Weekly SIPs in mutual - should you opt for them

Weekly SIPs in mutual funds – Should you opt for them?

Systematic Investment Plan (SIP) in mutual fund investments are preferred by investors due to its many benefits ranging from cultivating the discipline of regular investments to averaging the cost per unit. They are considered the most effective form of mutual fund investment. SIPs are automatically deducted as per the predetermined limit since these are linked to the investor’s bank account. SIP investments are mostly set to a default of one month, which means the amount of investment is deducted every month.

Most investors prefer monthly SIPs for their investment portfolio.

Did you know, SIPs need not be restricted to a month and these can also be weekly or fortnightly?  This means, instead of a monthly investment, an investor can invest every 7 or 15 days. This brings us to the question, should an investor choose a weekly or monthly SIP investment? To answer this, let’s deep dive into the concept of Weekly SIPs and understand how they work. 

What is a SIP?

A SIP allows investors to regularly invest a fixed amount, as small as Rs 100, in a mutual fund. Investors can choose the regularity of investment–like, weekly, monthly, quarterly, or annually. 

A SIP should not be confused to be a synonym for a mutual fund. A SIP acts as a tool to invest in mutual fund schemes regularly. It helps investors to stagger the investment amount over a period. Customized SIPs come in the form of weekly, bi-weekly, or fortnightly or even daily formats. In the next section, we will discuss the benefits of Weekly SIP.

Benefits of a Weekly SIP

Some of the key benefits that you can avail yourself from a weekly SIP are:

  • In general, SIP lets investors participate in the stock market without worrying about actively timing them. As weekly SIPs are more frequent they help investors to reduce the risk from market timing 
  • As weekly SIPs involve lesser amounts of outgo, it may be easier for the investor to maintain his/her investments.
  • Weekly SIPs may help self-employed and those not receiving a regular income like the salaried start investing with smaller weekly amounts.
  • Frequent SIPs can help you build up the discipline of investing. 
  • Every time an investor uses SIP to invest in a mutual fund scheme, he/she purchases some fund units which are determined as per the amount invested. SIP helps investors to benefit from bullish and also bearish market movements. For instance, when the markets are not performing well, an investor can purchase additional fund units with the same amount of money. On the other hand, he/she can purchase fewer units when the markets are on an upswing. 
  • Frequent purchases can help you get better rupee cost averaging.  
  • Since the investment happens frequently within a short period, investors can accumulate more units when the market is down and vice versa.
  • Weekly SIPs are flexible, in that an investor can pause these at any time. Also, investors can redeem their investment, provided there is no lock-in period set by the fund house.

Drawbacks of a Weekly SIP

Here are some of the disadvantages of weekly SIP that investors must take note of:

  • Investors could find it difficult to constantly track and manage their cash flow. This is primarily because the format demands weekly investment and investors must have enough liquid cash for the same.
  • Another disadvantage of weekly SIP is short-term fluctuation. This could distract investors from their end goal.

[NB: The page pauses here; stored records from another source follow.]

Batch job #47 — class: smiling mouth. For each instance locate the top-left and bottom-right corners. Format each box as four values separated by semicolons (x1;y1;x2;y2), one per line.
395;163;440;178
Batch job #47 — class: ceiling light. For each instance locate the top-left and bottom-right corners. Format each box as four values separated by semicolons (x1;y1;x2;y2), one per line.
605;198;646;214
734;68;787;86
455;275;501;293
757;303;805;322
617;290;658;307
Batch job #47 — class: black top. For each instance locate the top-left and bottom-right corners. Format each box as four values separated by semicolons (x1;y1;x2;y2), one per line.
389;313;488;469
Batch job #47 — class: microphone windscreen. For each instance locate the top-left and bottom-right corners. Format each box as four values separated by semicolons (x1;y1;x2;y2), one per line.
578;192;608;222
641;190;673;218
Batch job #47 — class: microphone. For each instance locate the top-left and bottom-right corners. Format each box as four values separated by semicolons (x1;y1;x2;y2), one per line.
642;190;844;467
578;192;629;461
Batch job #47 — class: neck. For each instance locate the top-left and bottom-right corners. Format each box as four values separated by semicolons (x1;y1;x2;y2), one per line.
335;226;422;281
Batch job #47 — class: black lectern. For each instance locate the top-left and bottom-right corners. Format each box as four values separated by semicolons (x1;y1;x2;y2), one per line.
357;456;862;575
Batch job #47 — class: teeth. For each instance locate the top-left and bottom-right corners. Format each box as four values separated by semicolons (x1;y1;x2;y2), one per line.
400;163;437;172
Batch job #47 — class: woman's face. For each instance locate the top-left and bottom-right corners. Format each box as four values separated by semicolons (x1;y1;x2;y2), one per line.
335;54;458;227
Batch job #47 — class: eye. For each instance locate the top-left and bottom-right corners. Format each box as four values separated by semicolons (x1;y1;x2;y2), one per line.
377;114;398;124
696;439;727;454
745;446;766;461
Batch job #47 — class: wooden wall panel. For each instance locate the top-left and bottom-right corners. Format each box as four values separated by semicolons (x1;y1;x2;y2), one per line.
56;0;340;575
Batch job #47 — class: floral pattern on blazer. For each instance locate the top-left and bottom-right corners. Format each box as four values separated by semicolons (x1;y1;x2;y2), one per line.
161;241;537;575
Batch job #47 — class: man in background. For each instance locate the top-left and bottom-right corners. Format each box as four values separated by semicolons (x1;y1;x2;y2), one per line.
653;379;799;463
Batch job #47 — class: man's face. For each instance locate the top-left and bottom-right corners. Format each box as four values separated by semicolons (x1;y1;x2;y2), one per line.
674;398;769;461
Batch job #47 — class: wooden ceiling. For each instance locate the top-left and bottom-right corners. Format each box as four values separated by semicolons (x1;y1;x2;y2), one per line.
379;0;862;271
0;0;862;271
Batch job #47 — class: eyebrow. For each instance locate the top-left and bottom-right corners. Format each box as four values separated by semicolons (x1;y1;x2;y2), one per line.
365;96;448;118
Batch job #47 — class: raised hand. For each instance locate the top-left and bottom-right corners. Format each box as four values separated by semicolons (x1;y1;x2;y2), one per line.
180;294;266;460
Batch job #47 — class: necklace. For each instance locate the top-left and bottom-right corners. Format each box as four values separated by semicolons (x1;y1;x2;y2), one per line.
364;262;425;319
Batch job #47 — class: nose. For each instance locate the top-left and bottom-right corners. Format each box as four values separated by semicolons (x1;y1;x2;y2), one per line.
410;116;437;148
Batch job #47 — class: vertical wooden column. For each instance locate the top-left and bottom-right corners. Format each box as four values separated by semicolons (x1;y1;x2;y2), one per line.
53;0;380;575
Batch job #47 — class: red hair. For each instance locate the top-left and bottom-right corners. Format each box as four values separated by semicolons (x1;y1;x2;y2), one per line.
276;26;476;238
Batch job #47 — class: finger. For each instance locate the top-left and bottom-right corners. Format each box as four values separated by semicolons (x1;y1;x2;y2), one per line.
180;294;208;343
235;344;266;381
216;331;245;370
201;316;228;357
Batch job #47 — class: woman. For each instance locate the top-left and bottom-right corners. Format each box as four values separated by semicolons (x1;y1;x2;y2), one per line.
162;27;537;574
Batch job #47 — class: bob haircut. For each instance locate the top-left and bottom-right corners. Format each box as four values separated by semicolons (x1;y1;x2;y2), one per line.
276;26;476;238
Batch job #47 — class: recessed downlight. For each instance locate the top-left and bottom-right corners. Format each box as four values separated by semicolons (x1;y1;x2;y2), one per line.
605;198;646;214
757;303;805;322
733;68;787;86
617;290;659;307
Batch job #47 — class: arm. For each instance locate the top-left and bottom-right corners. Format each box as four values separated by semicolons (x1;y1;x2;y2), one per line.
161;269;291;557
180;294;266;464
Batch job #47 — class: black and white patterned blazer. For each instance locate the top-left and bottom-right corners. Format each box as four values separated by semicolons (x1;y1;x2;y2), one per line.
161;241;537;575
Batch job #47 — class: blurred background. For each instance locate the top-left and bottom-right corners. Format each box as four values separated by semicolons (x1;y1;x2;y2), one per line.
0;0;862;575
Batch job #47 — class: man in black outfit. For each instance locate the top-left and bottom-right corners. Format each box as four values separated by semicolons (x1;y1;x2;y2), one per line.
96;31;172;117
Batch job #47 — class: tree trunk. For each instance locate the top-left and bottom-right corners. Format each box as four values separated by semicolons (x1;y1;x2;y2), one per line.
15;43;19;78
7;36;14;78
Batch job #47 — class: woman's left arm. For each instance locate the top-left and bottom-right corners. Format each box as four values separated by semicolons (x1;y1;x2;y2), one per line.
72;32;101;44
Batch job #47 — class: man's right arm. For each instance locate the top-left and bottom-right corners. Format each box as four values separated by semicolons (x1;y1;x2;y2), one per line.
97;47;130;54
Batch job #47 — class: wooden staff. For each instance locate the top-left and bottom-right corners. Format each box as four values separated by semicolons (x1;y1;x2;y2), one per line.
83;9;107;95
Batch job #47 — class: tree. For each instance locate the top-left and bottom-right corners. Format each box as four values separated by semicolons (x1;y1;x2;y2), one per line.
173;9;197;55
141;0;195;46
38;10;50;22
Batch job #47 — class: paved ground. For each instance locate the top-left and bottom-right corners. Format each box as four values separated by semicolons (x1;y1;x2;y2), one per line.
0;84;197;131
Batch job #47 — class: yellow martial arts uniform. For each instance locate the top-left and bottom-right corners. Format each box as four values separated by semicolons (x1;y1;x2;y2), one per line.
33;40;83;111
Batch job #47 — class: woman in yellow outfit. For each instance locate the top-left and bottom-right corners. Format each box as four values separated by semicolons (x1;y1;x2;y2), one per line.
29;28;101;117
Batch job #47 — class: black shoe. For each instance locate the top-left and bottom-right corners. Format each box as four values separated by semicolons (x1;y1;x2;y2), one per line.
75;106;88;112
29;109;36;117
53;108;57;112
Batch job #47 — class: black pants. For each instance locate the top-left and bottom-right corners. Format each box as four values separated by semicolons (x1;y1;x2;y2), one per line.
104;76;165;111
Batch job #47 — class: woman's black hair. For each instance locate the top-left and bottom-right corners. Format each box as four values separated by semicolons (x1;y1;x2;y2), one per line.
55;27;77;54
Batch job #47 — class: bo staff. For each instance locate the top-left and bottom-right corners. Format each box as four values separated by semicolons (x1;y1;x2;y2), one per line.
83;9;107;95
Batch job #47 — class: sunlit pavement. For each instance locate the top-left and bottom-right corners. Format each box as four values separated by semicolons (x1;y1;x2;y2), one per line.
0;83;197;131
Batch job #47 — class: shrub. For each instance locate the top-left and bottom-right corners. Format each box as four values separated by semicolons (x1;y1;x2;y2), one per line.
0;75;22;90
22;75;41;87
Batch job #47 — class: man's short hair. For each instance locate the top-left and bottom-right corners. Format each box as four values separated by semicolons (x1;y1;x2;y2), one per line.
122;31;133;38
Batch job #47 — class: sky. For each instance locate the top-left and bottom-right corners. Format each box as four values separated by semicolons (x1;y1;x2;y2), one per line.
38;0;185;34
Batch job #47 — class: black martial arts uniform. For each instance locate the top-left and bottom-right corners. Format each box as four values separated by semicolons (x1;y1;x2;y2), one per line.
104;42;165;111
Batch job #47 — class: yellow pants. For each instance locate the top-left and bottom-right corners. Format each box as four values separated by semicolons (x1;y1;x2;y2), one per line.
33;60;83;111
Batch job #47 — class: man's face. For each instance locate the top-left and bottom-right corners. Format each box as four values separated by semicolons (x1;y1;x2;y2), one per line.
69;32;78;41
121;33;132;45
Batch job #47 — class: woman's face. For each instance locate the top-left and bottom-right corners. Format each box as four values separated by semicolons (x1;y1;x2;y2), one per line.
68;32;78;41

How investing in SIPs help you create wealth?

In return for the money invested in mutual funds, investors are allotted a certain number of units of the scheme.

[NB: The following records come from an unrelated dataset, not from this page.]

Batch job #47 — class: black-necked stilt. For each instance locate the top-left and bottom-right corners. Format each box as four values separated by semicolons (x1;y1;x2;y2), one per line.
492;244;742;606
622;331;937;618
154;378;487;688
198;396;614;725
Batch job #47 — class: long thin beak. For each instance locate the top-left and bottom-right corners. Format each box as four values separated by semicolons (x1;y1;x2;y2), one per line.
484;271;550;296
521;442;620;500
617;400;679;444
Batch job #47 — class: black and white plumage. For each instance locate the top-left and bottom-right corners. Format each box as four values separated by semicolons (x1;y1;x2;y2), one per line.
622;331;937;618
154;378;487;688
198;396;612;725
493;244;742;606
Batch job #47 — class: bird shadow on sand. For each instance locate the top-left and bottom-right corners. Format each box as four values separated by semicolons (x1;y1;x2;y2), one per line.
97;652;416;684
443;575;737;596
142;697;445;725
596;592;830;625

For instance, let’s assume that a mutual fund NAV is currently Rs 20. If an investor invests Rs 1,000 in the scheme, he/she will get 50 units of the mutual fund scheme. In case the NAV rises to Rs 30, then the 50 units of the investor would be worth Rs 1,500 as compared to Rs. 1,000 that was originally invested.

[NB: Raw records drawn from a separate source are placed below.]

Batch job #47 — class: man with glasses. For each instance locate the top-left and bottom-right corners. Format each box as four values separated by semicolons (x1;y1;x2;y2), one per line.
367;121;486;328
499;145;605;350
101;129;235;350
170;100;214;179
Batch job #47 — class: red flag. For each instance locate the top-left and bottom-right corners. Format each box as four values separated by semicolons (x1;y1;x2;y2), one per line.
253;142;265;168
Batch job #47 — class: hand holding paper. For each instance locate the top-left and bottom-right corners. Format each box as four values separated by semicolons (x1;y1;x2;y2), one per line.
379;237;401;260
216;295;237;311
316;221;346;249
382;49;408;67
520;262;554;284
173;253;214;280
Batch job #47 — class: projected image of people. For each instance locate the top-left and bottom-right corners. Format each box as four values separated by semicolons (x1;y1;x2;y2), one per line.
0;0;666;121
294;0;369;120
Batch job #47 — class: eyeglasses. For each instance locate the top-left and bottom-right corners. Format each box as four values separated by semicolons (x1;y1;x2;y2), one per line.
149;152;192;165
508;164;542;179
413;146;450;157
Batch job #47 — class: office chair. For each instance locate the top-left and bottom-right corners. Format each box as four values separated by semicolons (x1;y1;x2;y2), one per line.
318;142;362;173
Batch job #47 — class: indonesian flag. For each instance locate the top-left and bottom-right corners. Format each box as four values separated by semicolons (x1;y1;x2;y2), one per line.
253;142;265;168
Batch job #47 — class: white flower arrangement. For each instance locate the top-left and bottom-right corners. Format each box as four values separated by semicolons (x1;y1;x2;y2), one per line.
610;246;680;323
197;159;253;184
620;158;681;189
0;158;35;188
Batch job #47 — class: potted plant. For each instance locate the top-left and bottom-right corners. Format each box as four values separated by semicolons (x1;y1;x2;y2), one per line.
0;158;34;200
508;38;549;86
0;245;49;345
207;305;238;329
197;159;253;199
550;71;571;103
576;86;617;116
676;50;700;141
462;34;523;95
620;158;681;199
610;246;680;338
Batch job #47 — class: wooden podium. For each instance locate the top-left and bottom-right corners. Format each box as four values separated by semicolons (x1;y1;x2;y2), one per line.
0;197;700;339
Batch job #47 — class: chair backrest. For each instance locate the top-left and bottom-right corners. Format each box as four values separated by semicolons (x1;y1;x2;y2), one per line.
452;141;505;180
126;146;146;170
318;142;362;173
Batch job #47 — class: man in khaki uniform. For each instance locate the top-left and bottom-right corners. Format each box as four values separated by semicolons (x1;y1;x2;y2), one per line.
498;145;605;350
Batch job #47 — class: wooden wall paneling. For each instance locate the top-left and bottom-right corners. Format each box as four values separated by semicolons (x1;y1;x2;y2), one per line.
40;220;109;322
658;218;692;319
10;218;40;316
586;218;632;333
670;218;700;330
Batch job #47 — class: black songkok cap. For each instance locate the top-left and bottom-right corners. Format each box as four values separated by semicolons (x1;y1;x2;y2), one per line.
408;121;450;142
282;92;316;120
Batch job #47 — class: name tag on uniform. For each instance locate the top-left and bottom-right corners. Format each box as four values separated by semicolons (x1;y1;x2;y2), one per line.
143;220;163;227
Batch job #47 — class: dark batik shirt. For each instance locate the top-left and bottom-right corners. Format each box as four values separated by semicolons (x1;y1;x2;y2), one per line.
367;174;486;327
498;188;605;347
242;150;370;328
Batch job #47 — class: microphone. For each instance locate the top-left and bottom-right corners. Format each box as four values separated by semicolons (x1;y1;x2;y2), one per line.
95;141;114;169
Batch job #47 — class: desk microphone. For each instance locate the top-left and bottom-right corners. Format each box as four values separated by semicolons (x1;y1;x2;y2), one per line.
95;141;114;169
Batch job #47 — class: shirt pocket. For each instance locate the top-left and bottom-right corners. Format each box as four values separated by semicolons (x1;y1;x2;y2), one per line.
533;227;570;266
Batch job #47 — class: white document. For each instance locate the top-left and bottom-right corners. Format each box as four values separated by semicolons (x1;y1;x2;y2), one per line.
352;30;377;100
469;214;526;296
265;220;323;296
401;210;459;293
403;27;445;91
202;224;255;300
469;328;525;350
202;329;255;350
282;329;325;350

This is how the investment grows, helping the investor to generate wealth in the long term. (This example assumes that the mutual fund performs well, and the NAV grows. Some mutual funds may also underperform and investors could lose the investment value, hence, it is important to thoroughly understand the mutual fund scheme before investing)

Investing through SIPs also inculcates a discipline within an investment approach. Let’s assume an individual earns Rs 10,000 every month and cannot control expenses within a planned budget. In such a scenario, at the end of the month, he/she will be left with no savings.

If, however, the individual invests in SIP, he/she will be forced to follow a discipline around the investment regime. It will encourage expense planning and budgeting in order to save for the SIP investment. This way one can achieve financial goals in the long term. 

Do weekly SIPs help in earning better returns?

This must be the million-dollar question on your minds. After all, you invest to earn good returns, so you must be wondering if investing more frequently can help you earn higher returns.

There are many studies conducted on this subject and the results from weekly SIPs haven’t been significantly higher than the monthly SIPs. So if you are looking to invest through the weekly SIP route just for earning higher returns that may not work. But you could consider going in for weekly SIPs for other reasons as mentioned above. 

In recent years, the SIP investment form has gained popularity among mutual fund investors. Without adding stress to an individual’s present financial state, it helps to save and achieve future financial goals. Investors must use some amount of due diligence while choosing a fund option and measure it against their investment horizon.